My parents had offered a tumble drier for Christmas. We’ve never had one I said, and where would we put it? We just air dry things, I added.
I should have held out for the tumble drier.
Saturday, 8 January 2011
Sleep deprivation makes you feel decisive
‘Dear Novice Dad’, people say to me, ‘You’ve learnt so much already, can you help me?’ Well actually no one says that, but it’s true; I’ve learnt loads and releasing that millions, or maybe hundreds, of other men are bound to be in a similar situation I have finally decided to start my blog. I’ve being thinking of blogging for years, but never had anything sensible, or interesting, or possibly even intelligible to say, so it kinda never happened. A bit like starting a family, something Lottie and I have come to later than many of our friends. Well on the 28th of December, our darling Araminta arrived and finally I have something I can talk about whilst simultaneously being able to justify or perhaps emphasise my total lack of experience and knowledge on the subject matter.
Having announced my courageous decision to pass on so called wisdom, I wish to start by saying sleep deprivation makes you feel decisive, but doesn’t actually aid good decision making. Perhaps this blog will turn out to be a further example of that.
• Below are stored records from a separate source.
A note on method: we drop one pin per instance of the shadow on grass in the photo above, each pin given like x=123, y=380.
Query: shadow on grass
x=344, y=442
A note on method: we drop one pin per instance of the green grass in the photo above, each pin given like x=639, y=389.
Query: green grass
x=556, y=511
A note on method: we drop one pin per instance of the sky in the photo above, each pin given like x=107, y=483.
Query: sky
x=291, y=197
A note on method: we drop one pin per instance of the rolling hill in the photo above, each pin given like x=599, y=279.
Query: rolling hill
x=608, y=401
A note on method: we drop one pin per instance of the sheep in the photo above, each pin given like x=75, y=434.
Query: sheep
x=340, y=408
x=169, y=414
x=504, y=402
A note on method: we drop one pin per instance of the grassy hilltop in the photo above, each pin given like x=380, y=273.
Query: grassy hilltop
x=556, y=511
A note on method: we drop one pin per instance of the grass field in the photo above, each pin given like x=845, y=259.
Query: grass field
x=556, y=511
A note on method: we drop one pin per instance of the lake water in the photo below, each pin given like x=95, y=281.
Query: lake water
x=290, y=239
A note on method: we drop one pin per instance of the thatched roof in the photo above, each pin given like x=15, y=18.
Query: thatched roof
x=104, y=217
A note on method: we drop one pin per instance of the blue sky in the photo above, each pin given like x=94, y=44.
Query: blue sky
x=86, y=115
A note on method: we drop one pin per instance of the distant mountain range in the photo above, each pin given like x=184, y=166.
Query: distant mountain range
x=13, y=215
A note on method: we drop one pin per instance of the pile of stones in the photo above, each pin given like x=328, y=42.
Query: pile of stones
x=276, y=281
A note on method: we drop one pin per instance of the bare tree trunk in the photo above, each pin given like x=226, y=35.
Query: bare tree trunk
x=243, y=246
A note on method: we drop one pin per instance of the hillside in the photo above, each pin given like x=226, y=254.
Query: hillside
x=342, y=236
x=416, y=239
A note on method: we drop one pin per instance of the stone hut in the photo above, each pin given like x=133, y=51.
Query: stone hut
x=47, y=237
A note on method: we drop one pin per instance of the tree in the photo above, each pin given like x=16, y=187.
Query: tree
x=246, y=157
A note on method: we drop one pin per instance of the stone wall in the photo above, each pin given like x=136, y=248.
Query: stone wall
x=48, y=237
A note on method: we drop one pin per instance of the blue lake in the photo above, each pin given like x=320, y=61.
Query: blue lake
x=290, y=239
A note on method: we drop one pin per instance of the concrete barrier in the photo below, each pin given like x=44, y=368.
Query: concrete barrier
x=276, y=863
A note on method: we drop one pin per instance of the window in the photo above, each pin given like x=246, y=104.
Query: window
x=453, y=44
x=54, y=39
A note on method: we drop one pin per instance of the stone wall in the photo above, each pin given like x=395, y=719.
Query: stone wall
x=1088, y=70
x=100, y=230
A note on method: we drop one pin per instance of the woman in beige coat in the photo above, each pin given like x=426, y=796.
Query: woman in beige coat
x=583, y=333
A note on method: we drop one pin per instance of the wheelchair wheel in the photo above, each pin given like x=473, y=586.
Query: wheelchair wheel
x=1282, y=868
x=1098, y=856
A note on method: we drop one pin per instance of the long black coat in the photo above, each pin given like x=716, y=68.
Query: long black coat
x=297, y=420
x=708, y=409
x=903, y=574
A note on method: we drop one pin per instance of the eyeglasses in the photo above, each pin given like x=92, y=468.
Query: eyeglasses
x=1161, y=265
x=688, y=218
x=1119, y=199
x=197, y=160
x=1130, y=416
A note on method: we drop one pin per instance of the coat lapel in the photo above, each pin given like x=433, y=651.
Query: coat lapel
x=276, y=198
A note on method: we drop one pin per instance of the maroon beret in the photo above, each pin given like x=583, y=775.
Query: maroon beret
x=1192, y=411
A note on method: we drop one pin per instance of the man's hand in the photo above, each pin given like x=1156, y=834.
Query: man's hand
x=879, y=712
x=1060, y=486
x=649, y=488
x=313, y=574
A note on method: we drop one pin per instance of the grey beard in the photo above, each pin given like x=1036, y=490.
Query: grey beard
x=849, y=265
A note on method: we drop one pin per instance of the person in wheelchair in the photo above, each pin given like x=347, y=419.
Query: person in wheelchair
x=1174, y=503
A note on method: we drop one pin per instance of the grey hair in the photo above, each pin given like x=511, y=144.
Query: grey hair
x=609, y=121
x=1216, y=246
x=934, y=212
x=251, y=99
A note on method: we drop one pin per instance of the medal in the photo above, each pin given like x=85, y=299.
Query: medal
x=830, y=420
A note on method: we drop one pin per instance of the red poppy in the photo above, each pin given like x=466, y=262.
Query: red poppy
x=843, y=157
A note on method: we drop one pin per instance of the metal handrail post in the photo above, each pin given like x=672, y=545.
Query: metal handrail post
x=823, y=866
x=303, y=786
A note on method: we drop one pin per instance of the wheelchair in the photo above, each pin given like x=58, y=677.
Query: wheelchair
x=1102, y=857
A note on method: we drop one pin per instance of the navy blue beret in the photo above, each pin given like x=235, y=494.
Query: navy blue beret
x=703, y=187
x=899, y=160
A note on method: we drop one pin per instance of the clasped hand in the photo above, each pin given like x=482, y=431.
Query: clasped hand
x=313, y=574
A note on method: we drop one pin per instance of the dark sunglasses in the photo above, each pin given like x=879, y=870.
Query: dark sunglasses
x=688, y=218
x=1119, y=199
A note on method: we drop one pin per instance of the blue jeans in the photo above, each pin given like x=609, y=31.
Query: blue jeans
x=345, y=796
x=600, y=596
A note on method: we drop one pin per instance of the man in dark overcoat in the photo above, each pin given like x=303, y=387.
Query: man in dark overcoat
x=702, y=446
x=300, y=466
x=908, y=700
Lottie and I have just returned from our first walk out with the pram. It was great to finally get all three of us out of the house at the same time. Araminta didn’t arrive all that smoothly, so Lottie is recovering with stitches. These don’t encourage the long walks we used to enjoy, or running up stairs, sitting in cars, sitting generally, or moving quickly. Frankly they’re a pain in the arse, pun intended. Still, it was nice just to be in the fresh air, Araminta opening one eye briefly to give the sky a suspicious stare, the familiar streets giving a much absence sense of normality to our day as we walked to the post box. Once there I posted the hand make thank you cards Lottie had crafted for those kind enough to send Araminta some thoughtful late Christmas presents into the box, with no addresses on the envelopes. Lottie looked at me; I looked at the pen she was holding, which she had just fished from her handbag. She had passed me the cards, I posted them; it seemed the right thing to do. I had basically taken these hand made treasures (she’s bloody good at card making) and thrown them away, with a stamp on; I had paid to throw them away.
Sleep deprivation makes you feel decisive.
I have to go make the dinner now, something that will be covered in future posts, along with; maintaining a routine, seeing friends, sharing the workload equitably, how to make housework simple, and babies are great fun all the time.